Air pollution warming up Arctic
The report, by Tim Garrett, assistant professor of meteorology, and Chuanfeng Zhao, a graduate student in the same field, was printed in the April 6 issue of Nature, the "international weekly journal of science" based in London.
Garrett and Zhao studied the impacts of inversions similar to those experienced by valley areas in northern Utah during the winter. They used readings from instruments maintained at two sites near Barrow, Alaska, by the U.S. Department of Energy and the National Oceanic and Atmospheric Administration.
In Utah, winter air inversions can cause icy conditions beneath the haze layer. Sunlight reflects from the particles so that less solar radiation reaches the valleys. Meanwhile, at mountain resorts above the pollution layer, snowboarders are "catching air" that is much warmer.
Garrett began wondering about the effects of air pollution on the Arctic when he was a Ph.D. student, flying over the region in an aircraft to measure pollution in the clouds.
"It really surprised me," he recalled. "Even in summer, it was clean at the surface, but flying above the cloud levels, we'd see these layers of gunk.
"It was just extremely polluted," with thin layers of haze. "You don't think that the Arctic should be polluted."
Attempting to find out what this global pollution would do to the Arctic, the researchers used data from the Barrow sites. One site measured the amount of infrared radiation reaching the surface while the other checked pollution in the air.
An instrument in the project could be described as seeing "many different colors in the infrared ... with extreme precision," he said.

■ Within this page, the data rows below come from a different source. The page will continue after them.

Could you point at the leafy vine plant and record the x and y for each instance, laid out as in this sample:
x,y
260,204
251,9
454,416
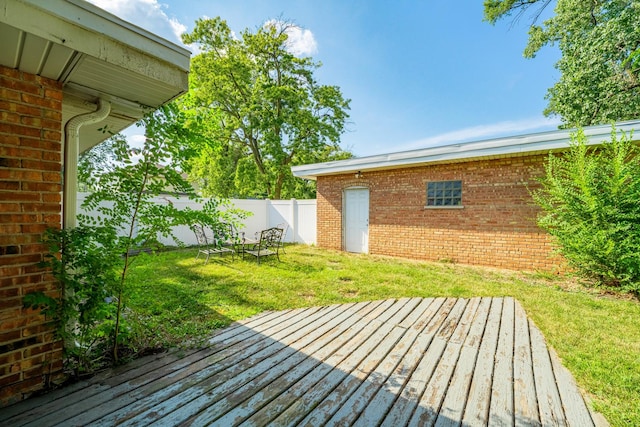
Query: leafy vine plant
x,y
90,262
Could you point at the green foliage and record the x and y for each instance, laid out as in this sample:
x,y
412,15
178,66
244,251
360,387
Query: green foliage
x,y
91,262
600,45
261,110
124,195
589,199
84,267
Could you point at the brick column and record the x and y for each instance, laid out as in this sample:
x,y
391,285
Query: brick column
x,y
30,202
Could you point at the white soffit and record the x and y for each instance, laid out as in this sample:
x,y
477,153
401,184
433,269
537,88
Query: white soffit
x,y
492,148
93,54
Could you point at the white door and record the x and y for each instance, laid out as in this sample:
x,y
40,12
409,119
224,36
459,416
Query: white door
x,y
357,220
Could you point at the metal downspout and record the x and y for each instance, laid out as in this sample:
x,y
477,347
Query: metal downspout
x,y
71,152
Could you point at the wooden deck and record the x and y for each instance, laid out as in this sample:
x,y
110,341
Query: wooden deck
x,y
432,361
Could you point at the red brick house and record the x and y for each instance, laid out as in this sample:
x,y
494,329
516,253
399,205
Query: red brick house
x,y
67,69
467,203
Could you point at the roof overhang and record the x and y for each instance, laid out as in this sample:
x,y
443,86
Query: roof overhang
x,y
538,143
93,54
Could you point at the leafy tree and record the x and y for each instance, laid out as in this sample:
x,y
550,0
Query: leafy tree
x,y
600,63
91,262
262,110
589,199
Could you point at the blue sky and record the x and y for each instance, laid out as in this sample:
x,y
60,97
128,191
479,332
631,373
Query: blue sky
x,y
419,73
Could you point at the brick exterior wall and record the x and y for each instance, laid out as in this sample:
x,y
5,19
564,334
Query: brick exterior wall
x,y
496,226
30,201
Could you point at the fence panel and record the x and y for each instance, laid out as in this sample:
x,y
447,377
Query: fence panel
x,y
300,215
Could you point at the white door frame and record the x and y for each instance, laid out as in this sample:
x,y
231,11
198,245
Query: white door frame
x,y
359,235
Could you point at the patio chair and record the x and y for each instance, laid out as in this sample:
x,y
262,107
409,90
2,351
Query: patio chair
x,y
268,244
285,228
210,245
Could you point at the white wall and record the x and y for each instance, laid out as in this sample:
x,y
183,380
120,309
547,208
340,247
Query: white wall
x,y
300,215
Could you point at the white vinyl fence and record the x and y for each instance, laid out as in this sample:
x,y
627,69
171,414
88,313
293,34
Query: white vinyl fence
x,y
300,215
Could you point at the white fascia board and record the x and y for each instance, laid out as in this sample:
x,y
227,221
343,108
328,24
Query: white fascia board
x,y
500,147
99,34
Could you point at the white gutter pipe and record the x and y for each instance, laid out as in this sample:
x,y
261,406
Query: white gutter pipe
x,y
71,152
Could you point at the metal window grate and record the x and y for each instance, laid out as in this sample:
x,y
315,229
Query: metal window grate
x,y
444,193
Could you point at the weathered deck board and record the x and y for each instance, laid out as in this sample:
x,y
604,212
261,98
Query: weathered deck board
x,y
412,361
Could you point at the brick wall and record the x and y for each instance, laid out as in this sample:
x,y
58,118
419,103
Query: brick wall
x,y
496,227
30,201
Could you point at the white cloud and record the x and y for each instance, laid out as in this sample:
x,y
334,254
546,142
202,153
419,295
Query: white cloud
x,y
300,41
147,14
494,130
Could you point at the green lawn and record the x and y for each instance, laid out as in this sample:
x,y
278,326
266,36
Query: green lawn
x,y
177,299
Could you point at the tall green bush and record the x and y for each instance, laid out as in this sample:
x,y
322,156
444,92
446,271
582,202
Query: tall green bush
x,y
590,200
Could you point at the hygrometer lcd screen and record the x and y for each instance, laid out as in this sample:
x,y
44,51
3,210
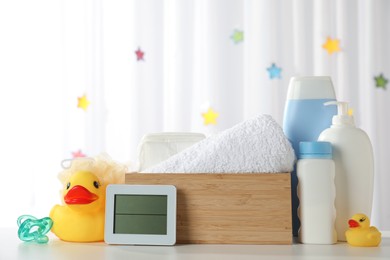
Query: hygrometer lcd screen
x,y
140,215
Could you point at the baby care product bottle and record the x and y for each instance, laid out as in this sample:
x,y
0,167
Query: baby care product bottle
x,y
353,157
305,117
316,193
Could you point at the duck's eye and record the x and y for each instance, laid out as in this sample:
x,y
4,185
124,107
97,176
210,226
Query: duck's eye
x,y
96,184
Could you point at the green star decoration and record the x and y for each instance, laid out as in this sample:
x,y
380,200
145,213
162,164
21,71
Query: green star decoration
x,y
381,81
237,36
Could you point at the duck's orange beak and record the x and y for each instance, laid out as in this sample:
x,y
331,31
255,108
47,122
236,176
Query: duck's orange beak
x,y
79,195
353,223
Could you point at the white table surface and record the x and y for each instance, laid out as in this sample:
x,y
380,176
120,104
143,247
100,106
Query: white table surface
x,y
12,248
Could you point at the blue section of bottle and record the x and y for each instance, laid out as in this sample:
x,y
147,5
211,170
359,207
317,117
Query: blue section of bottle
x,y
304,120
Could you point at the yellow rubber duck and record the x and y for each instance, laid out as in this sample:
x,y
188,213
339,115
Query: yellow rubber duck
x,y
81,218
360,233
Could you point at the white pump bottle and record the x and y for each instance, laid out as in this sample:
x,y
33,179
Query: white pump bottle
x,y
354,174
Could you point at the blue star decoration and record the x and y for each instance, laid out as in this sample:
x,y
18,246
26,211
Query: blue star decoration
x,y
381,81
274,71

This data helped determine the size of droplets of moisture in the clouds overhead.
Polluting haze could cause more and smaller droplets to form as the moisture collects around tiny particles.
One might think that winter air pollution in the Arctic would cause cooling just as it happens in the Salt Lake Valley. But that turned out not to be true.
Winter inversions happen when the Arctic has little sunlight the sun is below the horizon much of the winter. As a result, sunlight isn't bouncing off the high haze to cause cooling at the surface. Pollution wraps the region like a blanket, trapping heat.
"It turned out we found this effect was quite substantial," Garrett said.
"Under typical polluted conditions in the Arctic winter and spring, the surface warming ... is probably somewhere between, I would guess, 2 and 3 degrees Fahrenheit. It's not huge but it is significant."